Der Umstand hatte ihn während der Nacht beunruhigt, daß die geheimnisvollen Bewohner oder Besitzer der Höhle sich im Bereich des Feuers befanden. Er wußte, daß durch Onkel Dicks Schuld das Feuer zum Ausbruch gekommen war, und daß er dies nicht verhindert hatte, aber er beruhigte sein Gewissen durch den Gedanken, daß die Bewohner der Höhle rechtzeitig gewarnt worden seien. Aber er und seine Gefährten hätten doch den Bedrängten zu Hilfe kommen können und dann – doch hielt er inne, ein Gedanke befiel ihn, dem er keine Worte verleihen konnte. Peeble Key hatte das Alter der Romantik noch nicht, überschritten, aber gleich anderen dachte er, er könne ihm durch praktische Anwendung entgehen.

Mittlerweile hatte er die Abzweigung des Weges zur Rechten erreicht und er mußte diese Richtung wählen, wenn er auf einem Umwege um den brennenden Wald Skinner zu erreichen gedachte. Seine augenblickliche Unentschlossenheit teilte sich seinem Pferde mit, welches Halt machte. Als er wieder zu sich gekommen war, sah er mechanisch nieder; in dem Staub der Landstraße lag etwas, das seine Aufmerksamkeit in hohem Grade fesselte: ein kleiner, zierlicher Pantoffel, so klein, als ob er einem Kinde gehört habe. Er bückte sich und nahm ihn auf. Der Pantoffel war getragen und zeigte deutlich die Form des Fußes. Lange konnte er nicht dort gelegen haben, denn er war ziemlich staubfrei im Gegensatz zu den anderen herumliegenden Gegenständen. Er war augenscheinlich von einem Reisenden verloren worden, und dieser Reisende mußte Collinsons Haus passiert haben, einerlei ob er kam oder ging, und zwar innerhalb der letzten zwölf Stunden. Es war kaum möglich, daß der Pantoffel liegen geblieben war ohne daß der Verlierer ihn vermißt hatte, er mußte also auf einer sehr eiligen Flucht verloren gegangen sein. So wandte Key seine Romantik praktisch an. Dann bestieg er sein Pferd und ritt die Straße in der Richtung nach dem Feuer zu.

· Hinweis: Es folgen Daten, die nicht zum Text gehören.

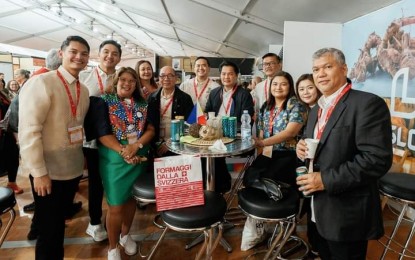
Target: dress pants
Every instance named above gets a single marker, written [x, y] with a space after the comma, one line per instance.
[95, 188]
[50, 218]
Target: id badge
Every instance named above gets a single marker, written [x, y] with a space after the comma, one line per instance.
[267, 151]
[132, 137]
[162, 131]
[76, 134]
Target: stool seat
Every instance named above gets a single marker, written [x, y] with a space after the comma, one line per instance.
[143, 188]
[398, 185]
[197, 216]
[7, 199]
[256, 202]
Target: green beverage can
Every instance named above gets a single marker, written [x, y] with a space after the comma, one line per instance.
[175, 130]
[301, 171]
[225, 126]
[232, 127]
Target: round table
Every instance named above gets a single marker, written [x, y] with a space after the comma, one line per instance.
[236, 147]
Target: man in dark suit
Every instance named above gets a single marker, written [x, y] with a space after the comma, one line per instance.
[355, 150]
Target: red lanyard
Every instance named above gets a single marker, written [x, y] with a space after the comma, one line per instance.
[230, 98]
[266, 90]
[166, 107]
[71, 100]
[100, 85]
[203, 89]
[330, 111]
[271, 119]
[129, 112]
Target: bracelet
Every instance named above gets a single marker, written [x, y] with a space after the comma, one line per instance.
[122, 150]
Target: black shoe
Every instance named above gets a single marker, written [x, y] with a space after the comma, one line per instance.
[32, 235]
[29, 207]
[75, 208]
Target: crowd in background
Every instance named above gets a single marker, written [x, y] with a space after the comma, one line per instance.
[126, 117]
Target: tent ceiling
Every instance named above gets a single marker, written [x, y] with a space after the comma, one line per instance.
[222, 28]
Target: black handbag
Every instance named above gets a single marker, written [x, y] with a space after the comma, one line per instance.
[275, 190]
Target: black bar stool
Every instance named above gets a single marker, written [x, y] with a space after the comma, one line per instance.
[197, 219]
[399, 187]
[256, 204]
[7, 203]
[144, 192]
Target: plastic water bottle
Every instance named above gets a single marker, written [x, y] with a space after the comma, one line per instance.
[246, 126]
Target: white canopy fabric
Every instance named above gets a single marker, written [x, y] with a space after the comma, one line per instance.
[213, 28]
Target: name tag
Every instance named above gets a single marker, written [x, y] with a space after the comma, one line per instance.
[267, 151]
[76, 134]
[132, 137]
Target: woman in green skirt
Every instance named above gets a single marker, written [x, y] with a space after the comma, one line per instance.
[123, 127]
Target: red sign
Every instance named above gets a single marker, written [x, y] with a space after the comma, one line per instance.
[178, 182]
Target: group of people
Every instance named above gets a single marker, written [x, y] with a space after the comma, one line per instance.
[354, 150]
[9, 151]
[126, 119]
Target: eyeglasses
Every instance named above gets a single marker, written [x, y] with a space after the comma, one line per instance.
[266, 64]
[131, 81]
[168, 76]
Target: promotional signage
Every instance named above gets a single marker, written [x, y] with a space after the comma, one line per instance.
[178, 182]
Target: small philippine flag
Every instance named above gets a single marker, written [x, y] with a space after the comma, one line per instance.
[197, 115]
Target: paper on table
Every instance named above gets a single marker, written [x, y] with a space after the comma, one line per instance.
[218, 145]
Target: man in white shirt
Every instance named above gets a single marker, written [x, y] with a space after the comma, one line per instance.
[99, 80]
[51, 116]
[200, 86]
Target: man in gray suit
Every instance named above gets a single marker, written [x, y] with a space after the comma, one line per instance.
[354, 151]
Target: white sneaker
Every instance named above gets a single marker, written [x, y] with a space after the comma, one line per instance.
[114, 254]
[130, 246]
[97, 232]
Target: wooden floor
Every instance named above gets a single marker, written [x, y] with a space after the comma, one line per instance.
[80, 246]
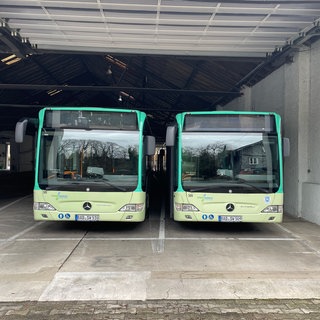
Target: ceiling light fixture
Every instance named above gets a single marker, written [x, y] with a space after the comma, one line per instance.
[109, 71]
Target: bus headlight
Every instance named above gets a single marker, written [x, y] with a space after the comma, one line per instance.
[273, 209]
[132, 207]
[185, 207]
[43, 206]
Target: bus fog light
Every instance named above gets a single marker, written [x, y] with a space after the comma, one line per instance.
[273, 209]
[43, 206]
[185, 207]
[132, 207]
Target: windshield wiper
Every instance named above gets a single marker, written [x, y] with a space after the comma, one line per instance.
[106, 181]
[236, 182]
[245, 182]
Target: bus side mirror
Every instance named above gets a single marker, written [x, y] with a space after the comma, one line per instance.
[286, 147]
[20, 131]
[149, 145]
[170, 136]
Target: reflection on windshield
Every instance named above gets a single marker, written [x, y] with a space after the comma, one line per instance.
[230, 162]
[95, 159]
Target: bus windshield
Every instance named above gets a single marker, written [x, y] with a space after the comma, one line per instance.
[88, 160]
[230, 162]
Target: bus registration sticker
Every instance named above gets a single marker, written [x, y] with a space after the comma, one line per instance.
[87, 217]
[230, 219]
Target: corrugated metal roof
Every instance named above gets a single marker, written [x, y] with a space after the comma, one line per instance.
[161, 56]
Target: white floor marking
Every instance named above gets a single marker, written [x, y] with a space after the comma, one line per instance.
[158, 244]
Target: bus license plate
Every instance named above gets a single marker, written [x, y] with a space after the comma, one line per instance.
[87, 217]
[230, 218]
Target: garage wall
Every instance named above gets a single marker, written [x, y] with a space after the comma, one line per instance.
[293, 91]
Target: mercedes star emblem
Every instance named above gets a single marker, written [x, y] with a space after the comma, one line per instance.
[230, 207]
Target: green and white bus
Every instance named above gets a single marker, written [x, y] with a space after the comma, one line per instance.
[90, 164]
[226, 167]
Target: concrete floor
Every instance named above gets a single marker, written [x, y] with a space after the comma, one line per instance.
[156, 259]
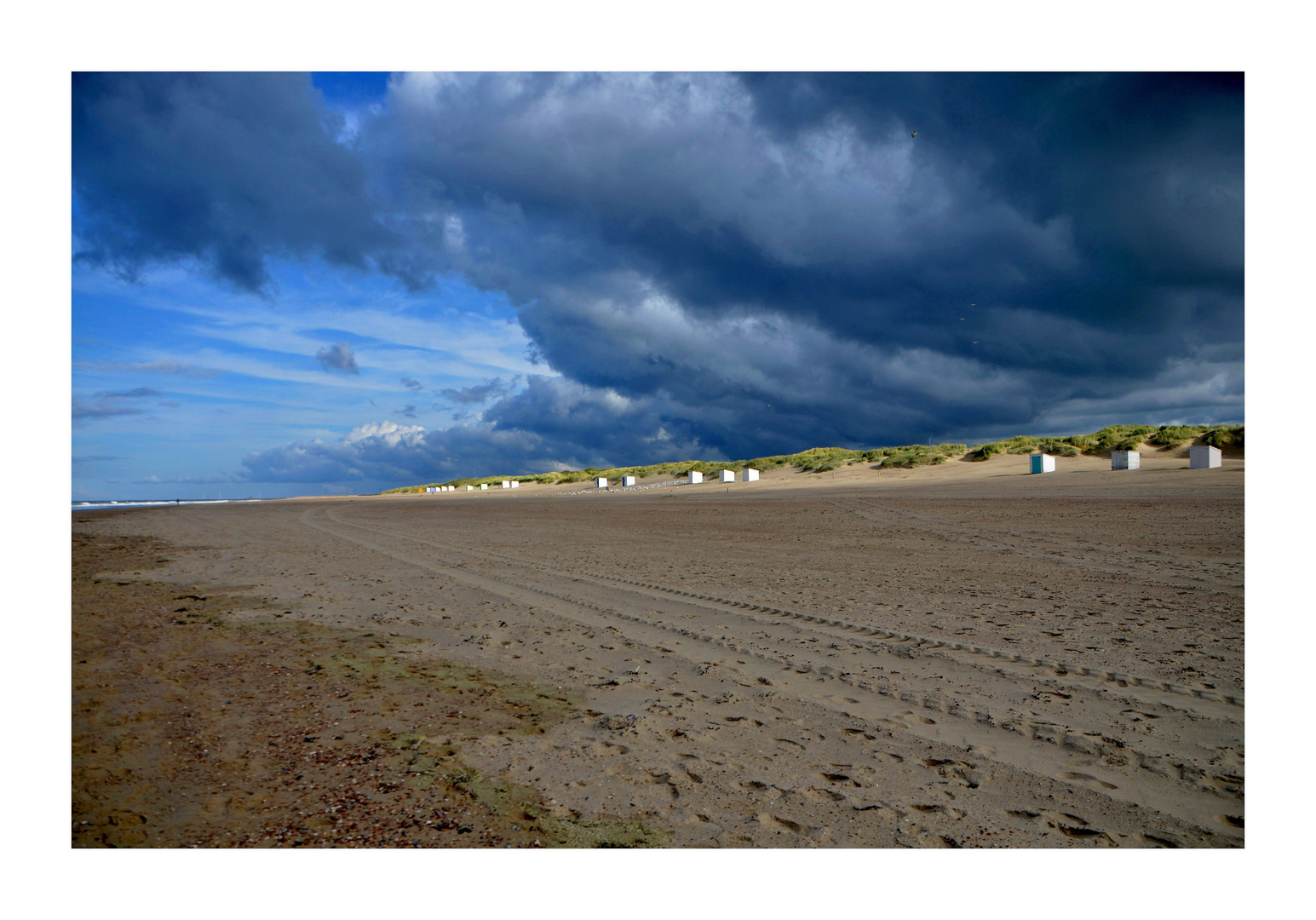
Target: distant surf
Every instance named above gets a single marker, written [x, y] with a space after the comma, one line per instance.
[145, 503]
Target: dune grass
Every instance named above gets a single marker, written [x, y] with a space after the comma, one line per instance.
[824, 460]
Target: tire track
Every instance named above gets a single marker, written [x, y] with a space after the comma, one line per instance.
[1058, 668]
[1038, 746]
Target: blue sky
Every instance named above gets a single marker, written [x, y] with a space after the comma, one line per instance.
[295, 285]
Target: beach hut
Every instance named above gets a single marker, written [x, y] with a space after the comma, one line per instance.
[1041, 463]
[1203, 457]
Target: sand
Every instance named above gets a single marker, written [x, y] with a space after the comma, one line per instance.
[957, 656]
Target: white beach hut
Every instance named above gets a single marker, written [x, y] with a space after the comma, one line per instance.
[1203, 457]
[1041, 463]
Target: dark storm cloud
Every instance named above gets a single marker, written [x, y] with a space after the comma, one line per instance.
[717, 239]
[338, 359]
[751, 265]
[224, 169]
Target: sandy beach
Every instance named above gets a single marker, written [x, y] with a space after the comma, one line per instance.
[941, 657]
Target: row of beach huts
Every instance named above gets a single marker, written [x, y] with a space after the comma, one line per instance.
[1202, 457]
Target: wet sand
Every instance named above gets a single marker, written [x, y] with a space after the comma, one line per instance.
[958, 656]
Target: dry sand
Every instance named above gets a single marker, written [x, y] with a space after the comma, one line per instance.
[958, 656]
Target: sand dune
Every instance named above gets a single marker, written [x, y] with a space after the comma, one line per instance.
[951, 656]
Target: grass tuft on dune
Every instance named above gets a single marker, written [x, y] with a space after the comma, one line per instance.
[824, 460]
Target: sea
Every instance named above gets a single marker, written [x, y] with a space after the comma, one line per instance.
[149, 503]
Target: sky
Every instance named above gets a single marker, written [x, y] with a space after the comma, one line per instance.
[330, 283]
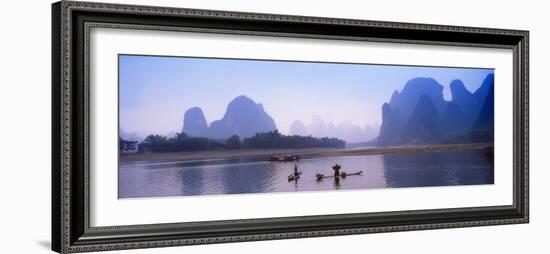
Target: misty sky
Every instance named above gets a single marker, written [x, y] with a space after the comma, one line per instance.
[155, 92]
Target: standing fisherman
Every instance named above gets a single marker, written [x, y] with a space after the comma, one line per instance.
[336, 169]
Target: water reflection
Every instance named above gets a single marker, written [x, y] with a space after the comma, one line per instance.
[437, 169]
[147, 179]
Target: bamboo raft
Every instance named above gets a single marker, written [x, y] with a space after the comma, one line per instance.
[342, 175]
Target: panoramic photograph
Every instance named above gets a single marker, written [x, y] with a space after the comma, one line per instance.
[213, 126]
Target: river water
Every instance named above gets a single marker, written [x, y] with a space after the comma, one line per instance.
[185, 178]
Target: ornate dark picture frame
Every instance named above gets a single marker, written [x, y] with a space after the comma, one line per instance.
[71, 22]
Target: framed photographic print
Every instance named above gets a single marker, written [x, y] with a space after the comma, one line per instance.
[181, 126]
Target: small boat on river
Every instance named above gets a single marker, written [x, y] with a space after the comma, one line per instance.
[284, 158]
[337, 174]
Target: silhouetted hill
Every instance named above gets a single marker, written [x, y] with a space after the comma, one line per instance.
[419, 114]
[194, 123]
[483, 128]
[298, 128]
[424, 125]
[454, 121]
[244, 118]
[390, 130]
[407, 99]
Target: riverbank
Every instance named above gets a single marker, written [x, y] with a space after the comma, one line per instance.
[303, 153]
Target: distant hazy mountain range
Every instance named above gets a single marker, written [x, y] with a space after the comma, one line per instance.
[419, 114]
[344, 130]
[243, 117]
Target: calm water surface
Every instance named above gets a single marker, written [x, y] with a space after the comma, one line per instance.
[160, 179]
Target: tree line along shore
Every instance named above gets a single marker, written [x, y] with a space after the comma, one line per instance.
[304, 153]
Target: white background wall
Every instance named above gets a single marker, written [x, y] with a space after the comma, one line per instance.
[25, 126]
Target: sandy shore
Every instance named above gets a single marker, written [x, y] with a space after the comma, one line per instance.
[303, 153]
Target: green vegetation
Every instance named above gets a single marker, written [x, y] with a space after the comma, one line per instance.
[266, 140]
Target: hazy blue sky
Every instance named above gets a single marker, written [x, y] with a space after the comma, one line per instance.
[155, 92]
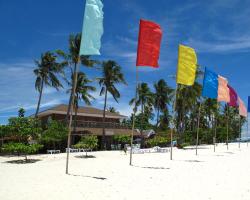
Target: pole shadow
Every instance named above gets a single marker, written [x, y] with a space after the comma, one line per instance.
[94, 177]
[22, 161]
[149, 167]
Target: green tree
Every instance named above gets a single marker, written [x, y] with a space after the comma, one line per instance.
[46, 74]
[88, 143]
[72, 58]
[111, 75]
[55, 134]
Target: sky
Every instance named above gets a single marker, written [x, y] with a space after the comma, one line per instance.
[219, 31]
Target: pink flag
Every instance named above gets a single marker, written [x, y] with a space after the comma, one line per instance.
[233, 97]
[223, 90]
[149, 43]
[242, 108]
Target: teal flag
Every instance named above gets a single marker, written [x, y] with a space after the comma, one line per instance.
[92, 28]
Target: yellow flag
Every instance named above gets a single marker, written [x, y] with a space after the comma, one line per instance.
[187, 61]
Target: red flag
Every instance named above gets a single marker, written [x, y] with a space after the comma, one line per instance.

Aber er war erstaunt, als er nach zwanzig Minuten fand, daß die Richtung des Feuers sich geändert hatte. Vor ihm war es klarer geworden, die trockene Hitze schien nun mehr von der rechten Seite, von der Stelle zu kommen, wo sich der Weg zu Skinner hinzog. Aus diesem Umstande schloß Key, daß das Feuer die kleine Hütte noch nicht erreicht haben konnte, die er jetzt aufsuchen wollte. Er wußte, daß er in der Nähe sein mußte, denn der Ort hatte sich seinem Gedächtnis sogar in der Dunkelheit des gestrigen Abends genau eingeprägt. Er passierte den felsigen Vorsprung, die Hufe seines Pferdes schlugen nicht mehr hart auf, sondern die Tritte klangen auf dem weichen, moosigen Boden gedämpft, ihm damit die Nähe der dichtbewaldeten Höhle anzeigend. Hier kam schon ein weiterer Zwischenraum, aber ein besonderer Umstand fiel ihm auf. Er war schon den Abhang hinabgeritten, aber anstatt daß er weiter in den Schatten des Waldes kam, wurde der Wald lichter. Hier war die Grenze des Waldes, aber der Wald selbst war nicht vorhanden. Er spornte sein Pferd durch die hohen Bogen zwischen den Spalten, um sein Erstaunen zu bemeistern.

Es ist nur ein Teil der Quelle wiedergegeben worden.